While you walk through the woods searching for antlers, keep a lookout for other hints from the past. If you see daffodils or other bulbs popping up, take a break and take inventory of the surroundings. 


While daffodils grow wild, many times they are clues to an old home place. The humble homes of our Appalachian ancestors were decorated with transplanted bulbs. Some old beds have done so well that they look like thick bladed green lawns on the forest floor. 


Near the bulbs, a mound of a long forgotten home may be tangled in vines. Remnants of a chimney give a clue to where families used to warm themselves on the cold nights of winter. 


Watch your step as you walk around so as not to twist your ankle on another clue to the past: walnuts. The ones the animals haven’t eaten  scatter the ground. The old residents either built their homes next to a tree or planted one shortly after building. 

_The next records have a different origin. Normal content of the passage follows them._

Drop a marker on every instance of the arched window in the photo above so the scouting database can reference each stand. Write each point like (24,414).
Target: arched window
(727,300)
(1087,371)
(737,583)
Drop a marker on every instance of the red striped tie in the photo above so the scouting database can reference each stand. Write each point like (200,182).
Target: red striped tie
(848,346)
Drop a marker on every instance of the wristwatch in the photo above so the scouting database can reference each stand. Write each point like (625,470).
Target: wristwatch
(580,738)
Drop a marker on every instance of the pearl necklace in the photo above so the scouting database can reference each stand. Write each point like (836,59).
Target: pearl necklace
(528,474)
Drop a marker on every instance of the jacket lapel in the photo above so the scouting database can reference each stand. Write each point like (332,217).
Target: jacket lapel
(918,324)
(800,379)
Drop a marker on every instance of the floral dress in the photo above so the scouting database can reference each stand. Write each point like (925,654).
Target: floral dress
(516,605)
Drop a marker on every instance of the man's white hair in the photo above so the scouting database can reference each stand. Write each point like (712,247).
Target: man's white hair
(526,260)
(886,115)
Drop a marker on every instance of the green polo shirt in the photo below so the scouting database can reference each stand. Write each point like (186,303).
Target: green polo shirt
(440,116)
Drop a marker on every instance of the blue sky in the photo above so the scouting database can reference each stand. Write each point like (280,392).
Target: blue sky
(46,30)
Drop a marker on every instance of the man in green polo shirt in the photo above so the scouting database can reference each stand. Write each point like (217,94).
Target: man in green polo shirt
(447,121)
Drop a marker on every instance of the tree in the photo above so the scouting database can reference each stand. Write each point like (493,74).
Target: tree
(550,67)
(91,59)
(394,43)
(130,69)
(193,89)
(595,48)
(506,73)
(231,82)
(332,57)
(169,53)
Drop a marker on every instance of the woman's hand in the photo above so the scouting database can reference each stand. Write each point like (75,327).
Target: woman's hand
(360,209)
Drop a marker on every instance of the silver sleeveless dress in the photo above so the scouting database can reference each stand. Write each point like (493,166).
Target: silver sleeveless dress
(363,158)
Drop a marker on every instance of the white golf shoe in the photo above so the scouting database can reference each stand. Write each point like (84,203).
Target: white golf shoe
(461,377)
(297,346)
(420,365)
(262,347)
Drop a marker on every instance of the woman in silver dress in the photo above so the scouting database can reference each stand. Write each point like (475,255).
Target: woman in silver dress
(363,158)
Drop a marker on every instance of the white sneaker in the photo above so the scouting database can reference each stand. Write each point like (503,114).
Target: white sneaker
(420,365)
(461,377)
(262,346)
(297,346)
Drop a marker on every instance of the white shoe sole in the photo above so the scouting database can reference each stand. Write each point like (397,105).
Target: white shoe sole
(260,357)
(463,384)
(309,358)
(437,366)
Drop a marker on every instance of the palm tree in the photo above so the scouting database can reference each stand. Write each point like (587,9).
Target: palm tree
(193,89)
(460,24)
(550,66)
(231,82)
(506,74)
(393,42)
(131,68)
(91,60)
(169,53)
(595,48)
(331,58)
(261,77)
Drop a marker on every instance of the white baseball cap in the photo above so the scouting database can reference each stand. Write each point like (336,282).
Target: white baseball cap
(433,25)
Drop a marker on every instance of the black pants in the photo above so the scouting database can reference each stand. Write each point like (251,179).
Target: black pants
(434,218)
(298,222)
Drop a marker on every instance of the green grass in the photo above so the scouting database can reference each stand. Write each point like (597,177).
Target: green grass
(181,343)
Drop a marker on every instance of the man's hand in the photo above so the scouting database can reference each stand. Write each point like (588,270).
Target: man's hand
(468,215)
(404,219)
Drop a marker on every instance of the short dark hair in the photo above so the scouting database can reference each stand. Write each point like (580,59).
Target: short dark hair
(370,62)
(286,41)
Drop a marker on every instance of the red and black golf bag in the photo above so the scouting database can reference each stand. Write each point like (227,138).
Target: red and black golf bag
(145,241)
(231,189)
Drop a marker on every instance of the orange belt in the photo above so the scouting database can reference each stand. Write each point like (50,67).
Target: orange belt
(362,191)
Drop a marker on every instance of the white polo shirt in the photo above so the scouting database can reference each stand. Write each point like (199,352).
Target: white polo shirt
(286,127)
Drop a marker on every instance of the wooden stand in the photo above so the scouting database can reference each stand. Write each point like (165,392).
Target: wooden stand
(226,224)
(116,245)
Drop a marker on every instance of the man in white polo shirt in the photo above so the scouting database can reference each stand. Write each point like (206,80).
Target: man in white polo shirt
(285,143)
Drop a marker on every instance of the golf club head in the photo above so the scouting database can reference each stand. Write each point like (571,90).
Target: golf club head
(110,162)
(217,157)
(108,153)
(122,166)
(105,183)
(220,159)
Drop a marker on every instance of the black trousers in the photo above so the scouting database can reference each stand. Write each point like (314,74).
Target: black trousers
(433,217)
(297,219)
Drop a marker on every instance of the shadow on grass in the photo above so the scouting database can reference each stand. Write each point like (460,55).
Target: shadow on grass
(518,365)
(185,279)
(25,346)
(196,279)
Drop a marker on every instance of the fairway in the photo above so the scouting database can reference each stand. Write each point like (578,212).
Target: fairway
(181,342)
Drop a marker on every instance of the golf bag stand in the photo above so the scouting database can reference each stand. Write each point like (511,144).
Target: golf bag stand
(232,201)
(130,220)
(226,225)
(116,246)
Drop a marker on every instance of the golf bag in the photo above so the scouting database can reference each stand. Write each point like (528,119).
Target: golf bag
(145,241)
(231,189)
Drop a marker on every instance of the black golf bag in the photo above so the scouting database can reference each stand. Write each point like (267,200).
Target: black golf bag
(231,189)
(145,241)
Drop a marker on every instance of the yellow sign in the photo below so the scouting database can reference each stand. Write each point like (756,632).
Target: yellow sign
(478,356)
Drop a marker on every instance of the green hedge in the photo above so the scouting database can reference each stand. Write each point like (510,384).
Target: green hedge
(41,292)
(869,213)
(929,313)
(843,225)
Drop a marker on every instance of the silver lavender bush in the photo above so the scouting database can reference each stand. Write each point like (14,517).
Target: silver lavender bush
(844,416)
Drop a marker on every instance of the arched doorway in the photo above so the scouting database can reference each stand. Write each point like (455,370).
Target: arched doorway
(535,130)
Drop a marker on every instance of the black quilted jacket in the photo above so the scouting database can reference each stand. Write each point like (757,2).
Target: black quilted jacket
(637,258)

Walnuts would have been a good addition to the diet at the time, but it would not have been the most abundant mast crop. Chestnut trees dominated our landscape for years until a fungus from Asia made its way into our forest in the early 1900’s. 


Still, signs of the mighty Chestnut are seen with hopeful shoots growing out of old Chestnut stumps. These shoots are born to die as the fungus will get them before maturity. 


A walk in the woods this time of year is well worth the effort. When the temperature rises for a nice afternoon hike, keep an eye out for clues of the past. They could be a recent clue retelling a deer’s life cycle, or a window into a culture almost lost. While the spring-like days make us hope for future warmth, the foliage-free landscapes reveals hints to our past. 

Keep your eyes peeled as you look for clues from the past on your next walk in the woods.